Diário de confissões íntimas e oficiais: uma sílaba a mais e não se está no mesmo mar
Thaís Leandro
Orientação de Mariana Souza
Se estamos em silêncio, há espaço para conhecermos aquilo pelo qual nutrimos um fascínio inexplicável? Talvez, quando as coisas não são ditas, a sutileza das brechas seja o lugar possível. No caso do filme “Diario de confesiones íntimas y oficiales" (Argentina, 2022), a fenda do videocassete é o dispositivo para construir essa memória. É através de imagens de arquivos de VHS dos anos 1980 até os anos 2000, que a diretora Marilina Gimenez parte de seu próprio corpo — no caso, sua voz — para nos conduzir a reflexões sobre visibilidades lésbicas/bi e cultura de mídia.
Como o próprio título do curta sugere, há um contraponto de suas próprias vivências com o que passava na televisão daqueles anos que englobam sua infância e início de juventude. É nos anos 2000 que a diretora passa a ter seu primeiro namoro com uma mulher: Marina — nome que Marilinia repete exaustivamente sua semelhança e diferença diante do seu. Um punhado de sílabas diferentes e o mesmo mar sonoro e territorial já não seria o mesmo.

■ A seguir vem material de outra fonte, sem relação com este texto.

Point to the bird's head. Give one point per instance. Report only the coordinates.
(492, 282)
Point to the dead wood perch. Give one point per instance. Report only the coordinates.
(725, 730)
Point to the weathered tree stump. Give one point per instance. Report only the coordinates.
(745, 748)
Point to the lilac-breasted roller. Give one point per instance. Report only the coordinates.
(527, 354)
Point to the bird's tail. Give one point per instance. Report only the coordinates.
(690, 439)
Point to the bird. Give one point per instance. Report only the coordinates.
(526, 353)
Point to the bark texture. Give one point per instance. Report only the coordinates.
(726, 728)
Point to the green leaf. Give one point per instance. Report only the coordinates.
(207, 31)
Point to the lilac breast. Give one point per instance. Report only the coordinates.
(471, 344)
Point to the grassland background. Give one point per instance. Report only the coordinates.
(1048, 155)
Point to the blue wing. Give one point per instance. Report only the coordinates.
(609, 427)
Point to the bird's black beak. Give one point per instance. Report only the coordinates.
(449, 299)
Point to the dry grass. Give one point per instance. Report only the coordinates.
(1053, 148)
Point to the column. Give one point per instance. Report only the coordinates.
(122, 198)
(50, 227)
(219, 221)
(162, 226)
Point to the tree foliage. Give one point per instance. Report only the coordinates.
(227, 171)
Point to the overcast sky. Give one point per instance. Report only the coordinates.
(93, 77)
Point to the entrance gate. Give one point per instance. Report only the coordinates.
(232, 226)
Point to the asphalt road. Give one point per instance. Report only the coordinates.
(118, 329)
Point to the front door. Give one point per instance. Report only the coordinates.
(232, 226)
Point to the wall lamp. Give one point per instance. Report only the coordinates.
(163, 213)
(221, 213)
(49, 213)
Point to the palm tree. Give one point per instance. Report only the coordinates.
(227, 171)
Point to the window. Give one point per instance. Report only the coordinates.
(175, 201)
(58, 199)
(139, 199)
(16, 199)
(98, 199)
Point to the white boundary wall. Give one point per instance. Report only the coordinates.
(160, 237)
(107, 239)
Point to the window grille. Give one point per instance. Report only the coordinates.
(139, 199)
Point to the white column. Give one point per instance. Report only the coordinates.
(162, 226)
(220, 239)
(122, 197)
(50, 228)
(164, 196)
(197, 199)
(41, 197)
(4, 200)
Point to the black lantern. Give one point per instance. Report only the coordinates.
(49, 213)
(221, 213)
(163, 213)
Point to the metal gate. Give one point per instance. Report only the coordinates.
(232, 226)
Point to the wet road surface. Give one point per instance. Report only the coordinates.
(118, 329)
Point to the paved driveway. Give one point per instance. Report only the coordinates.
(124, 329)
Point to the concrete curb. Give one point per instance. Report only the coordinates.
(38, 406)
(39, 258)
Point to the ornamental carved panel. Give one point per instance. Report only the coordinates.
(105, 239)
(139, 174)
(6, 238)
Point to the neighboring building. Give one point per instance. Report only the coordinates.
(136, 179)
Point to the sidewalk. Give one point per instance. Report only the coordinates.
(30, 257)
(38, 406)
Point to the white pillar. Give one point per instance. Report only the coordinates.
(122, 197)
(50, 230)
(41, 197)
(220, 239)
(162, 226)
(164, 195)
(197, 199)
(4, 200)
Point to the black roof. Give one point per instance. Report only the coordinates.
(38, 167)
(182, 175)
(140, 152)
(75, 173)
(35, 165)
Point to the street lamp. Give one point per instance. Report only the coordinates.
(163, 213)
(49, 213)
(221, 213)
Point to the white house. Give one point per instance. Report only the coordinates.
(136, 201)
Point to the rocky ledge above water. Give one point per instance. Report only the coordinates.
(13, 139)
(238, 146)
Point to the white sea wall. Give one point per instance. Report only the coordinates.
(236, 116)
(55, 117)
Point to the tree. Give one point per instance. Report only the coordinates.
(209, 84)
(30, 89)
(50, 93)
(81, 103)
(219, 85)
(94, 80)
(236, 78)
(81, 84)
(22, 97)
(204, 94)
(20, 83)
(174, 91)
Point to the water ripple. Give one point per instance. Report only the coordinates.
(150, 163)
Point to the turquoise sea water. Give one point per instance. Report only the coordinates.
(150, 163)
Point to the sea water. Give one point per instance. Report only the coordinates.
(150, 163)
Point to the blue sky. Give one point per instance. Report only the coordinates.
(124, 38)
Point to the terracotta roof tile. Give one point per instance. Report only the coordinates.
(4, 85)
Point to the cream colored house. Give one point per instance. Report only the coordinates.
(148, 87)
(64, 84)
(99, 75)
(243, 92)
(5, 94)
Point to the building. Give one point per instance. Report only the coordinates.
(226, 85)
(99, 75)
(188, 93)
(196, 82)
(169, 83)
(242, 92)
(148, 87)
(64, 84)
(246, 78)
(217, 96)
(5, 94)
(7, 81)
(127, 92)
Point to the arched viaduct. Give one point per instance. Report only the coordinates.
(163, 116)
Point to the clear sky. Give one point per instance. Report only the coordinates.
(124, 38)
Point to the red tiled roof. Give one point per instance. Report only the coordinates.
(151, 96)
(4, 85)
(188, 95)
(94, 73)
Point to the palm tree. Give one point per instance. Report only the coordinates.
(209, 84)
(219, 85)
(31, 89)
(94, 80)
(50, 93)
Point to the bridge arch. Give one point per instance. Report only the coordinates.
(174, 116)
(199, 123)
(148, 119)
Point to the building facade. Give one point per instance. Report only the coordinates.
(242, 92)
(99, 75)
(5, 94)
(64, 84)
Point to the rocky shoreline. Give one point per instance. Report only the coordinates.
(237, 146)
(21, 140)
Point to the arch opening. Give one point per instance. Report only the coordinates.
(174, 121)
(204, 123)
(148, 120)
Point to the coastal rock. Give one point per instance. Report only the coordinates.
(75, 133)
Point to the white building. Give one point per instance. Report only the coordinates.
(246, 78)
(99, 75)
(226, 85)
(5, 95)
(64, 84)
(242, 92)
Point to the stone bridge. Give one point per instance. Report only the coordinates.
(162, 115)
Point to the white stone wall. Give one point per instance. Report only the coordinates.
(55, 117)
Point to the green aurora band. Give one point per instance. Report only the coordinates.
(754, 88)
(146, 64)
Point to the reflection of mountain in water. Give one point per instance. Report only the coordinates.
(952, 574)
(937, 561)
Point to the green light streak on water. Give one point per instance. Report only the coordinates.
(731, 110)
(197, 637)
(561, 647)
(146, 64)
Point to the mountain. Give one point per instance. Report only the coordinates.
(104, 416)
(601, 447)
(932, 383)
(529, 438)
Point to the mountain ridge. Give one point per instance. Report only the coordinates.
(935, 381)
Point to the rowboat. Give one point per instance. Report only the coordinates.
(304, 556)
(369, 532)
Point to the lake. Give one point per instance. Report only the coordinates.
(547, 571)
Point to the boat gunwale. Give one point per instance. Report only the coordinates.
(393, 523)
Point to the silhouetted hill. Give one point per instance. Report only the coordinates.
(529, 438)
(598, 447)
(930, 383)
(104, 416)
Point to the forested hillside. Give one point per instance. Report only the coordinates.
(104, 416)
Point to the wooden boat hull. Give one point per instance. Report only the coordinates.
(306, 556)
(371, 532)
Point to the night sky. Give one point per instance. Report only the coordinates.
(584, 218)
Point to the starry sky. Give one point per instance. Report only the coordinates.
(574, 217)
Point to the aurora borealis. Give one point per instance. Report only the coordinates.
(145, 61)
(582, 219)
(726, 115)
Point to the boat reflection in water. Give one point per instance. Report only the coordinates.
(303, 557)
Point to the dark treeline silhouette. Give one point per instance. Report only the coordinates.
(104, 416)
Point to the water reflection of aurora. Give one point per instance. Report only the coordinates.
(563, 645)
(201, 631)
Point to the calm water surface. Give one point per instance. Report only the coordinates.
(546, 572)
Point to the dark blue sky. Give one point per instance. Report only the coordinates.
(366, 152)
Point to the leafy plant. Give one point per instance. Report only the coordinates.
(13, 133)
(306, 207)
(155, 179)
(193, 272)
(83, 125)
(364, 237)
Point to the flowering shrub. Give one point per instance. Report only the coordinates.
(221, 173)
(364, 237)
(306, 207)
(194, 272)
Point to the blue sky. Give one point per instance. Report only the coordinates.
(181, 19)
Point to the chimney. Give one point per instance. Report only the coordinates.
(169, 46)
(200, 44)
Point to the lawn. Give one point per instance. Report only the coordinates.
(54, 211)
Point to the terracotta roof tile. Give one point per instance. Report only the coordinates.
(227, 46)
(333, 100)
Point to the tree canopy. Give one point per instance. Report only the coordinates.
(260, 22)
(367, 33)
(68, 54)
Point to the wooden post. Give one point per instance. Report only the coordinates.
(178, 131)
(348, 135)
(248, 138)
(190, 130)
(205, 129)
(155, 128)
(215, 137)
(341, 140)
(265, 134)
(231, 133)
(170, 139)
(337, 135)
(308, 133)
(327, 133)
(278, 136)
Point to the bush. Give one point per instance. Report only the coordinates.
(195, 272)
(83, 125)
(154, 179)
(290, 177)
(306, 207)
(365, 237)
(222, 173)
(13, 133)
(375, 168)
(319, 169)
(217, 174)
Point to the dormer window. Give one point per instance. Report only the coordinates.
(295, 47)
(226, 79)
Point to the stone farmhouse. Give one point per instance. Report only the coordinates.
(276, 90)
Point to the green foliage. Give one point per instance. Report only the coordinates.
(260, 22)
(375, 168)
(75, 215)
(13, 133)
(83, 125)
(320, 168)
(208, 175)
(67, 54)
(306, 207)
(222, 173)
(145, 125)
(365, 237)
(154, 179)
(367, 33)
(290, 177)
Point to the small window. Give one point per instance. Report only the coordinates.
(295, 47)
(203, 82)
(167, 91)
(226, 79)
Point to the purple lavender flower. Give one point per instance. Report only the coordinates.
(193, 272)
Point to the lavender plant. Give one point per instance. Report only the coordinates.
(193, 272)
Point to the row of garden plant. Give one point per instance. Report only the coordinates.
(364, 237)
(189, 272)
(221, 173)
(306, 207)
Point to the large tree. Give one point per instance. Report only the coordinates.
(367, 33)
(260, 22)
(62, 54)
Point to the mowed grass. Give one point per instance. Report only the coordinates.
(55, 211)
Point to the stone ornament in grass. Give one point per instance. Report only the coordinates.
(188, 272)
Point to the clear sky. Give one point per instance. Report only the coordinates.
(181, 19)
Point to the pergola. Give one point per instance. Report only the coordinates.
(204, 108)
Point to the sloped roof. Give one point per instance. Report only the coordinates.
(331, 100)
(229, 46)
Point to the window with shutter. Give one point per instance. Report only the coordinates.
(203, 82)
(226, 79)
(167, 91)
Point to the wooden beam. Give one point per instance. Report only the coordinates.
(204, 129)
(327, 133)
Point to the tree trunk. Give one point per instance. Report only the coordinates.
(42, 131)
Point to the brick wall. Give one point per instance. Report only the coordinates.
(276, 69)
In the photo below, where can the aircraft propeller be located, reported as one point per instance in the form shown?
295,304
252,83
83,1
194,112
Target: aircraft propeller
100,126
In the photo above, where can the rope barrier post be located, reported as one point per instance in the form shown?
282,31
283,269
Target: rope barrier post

Em 2001, a Internet não era o principal veículo com o qual nos relacionávamos. No entanto, a virada do novo milênio nos colocava num momento de muita informação, em que certamente passamos muito tempo diante de programas televisivos. Sentíamos a globalização acontecer e, ao mesmo tempo, outras brechas para se relacionar afetivamente. Nunca, em momento algum, Marilinia mostra o rosto. Em vez disso, a ouvimos em voz-over misturando-se com os áudios e imagens de programas como Show da Xuxa, She-ra e Talk-shows enquanto declara seu amor por Marina.
É curiosa a relação ambivalente de identificação com essas personagens loiras. Era gostoso ter uma heroína poderosa com um enredo próprio e uma apresentadora com um palco cheio de parafernálias e rodeada de mulheres, mas como havia tanta identificação com essas protagonistas loiras? Penso que, nesse sentido, a diretora também propõe a reflexão sobre os próprios discursos oficiais da Argentina, que, assim como o Brasil, sofreu um amplo genocídio e apagamento sobre sua história indígena. Em determinada passagem do filme, Marilinia fala de como acabou esbarrando em leituras de um autor que alegava que, para se modernizar, a Argentina precisava passar por esse apagamento de suas origens indígenas, precisava se "ocidentalizar" — e, de fato, ainda hoje, infelizmente, as Campanhas do Deserto, operações militares que exterminaram povos originários, são exaltadas como momento de civilização da Argentina (Buenos Aires).
Acho, inclusive, que há muitas nuances na cena em que a diretora menciona quais programas televisivos assistia com vergonha: das telenovelas dramáticas com personagens sáficas aos reality-shows e Show da Xuxa. Em relação ao último, em específico, houve esse momento nos anos 1990 em que se disseminou um boato que, ao ouvir seus discos ao contrário, era possível encontrar a palavra "diabo" (o que provaria seu... suposto pacto com forças ocultas, digamos assim) e é nesta passagem em que todo o disco é ouvido ao
contrário — quer algo mais queer que isso? — que Marilina relembra como seu colega de infância lhe pergunta por que a chamavam de machona.
Vejo um esforço profundo do filme em produzir uma reflexão sobre os efeitos da colonização com (in)visibilidade lesbica/bi. Para a autora feminista Adrienne Rich, muitas escritoras e escritores feministas, ou mesmo da causa LGBTQIA+, não notavam a heterossexualidade normativa como uma instituicao politica. Rich cita "A família - origem e evolução", no qual uma das teóricas, Kathleen Gough, enumera um apanhado de formas de poder dos homens em sociedades arcaicas e contemporâneas, sendo uma delas "imagens pseudolésbicas nos meios de comunicação e literatura; fechamento de arquivos e destruição de documentos relacionados à existência lésbica". E é nesse sentido que penso que trazer obsessivamente o próprio arquivo pessoal — o registro de uma um período inclusive de muitos altos e baixos para o movimento LGBTQIA+, de organização política e, no entanto, de
perseguição midiática devido à epidemia da AIDS — também abre brechas para construir um arquivo macropolítico, que resiste e persiste. E também constrói uma história de amor contínua.
Ao fim do filme, lemos "se nossos desejos são impossíveis, seremos um mistério". Fui procurar possíveis origens do significado Marilinia e não achei. Vi que o nome Marília provém de países lusófonos e significa "masculino" ou "marinha". Marina também vem de mar. Se o amor e nossas identidades são tão oceânicas, que nossa compreensão seja cristalina como um mar vizinho para habitar/descansar e convergir com o nosso.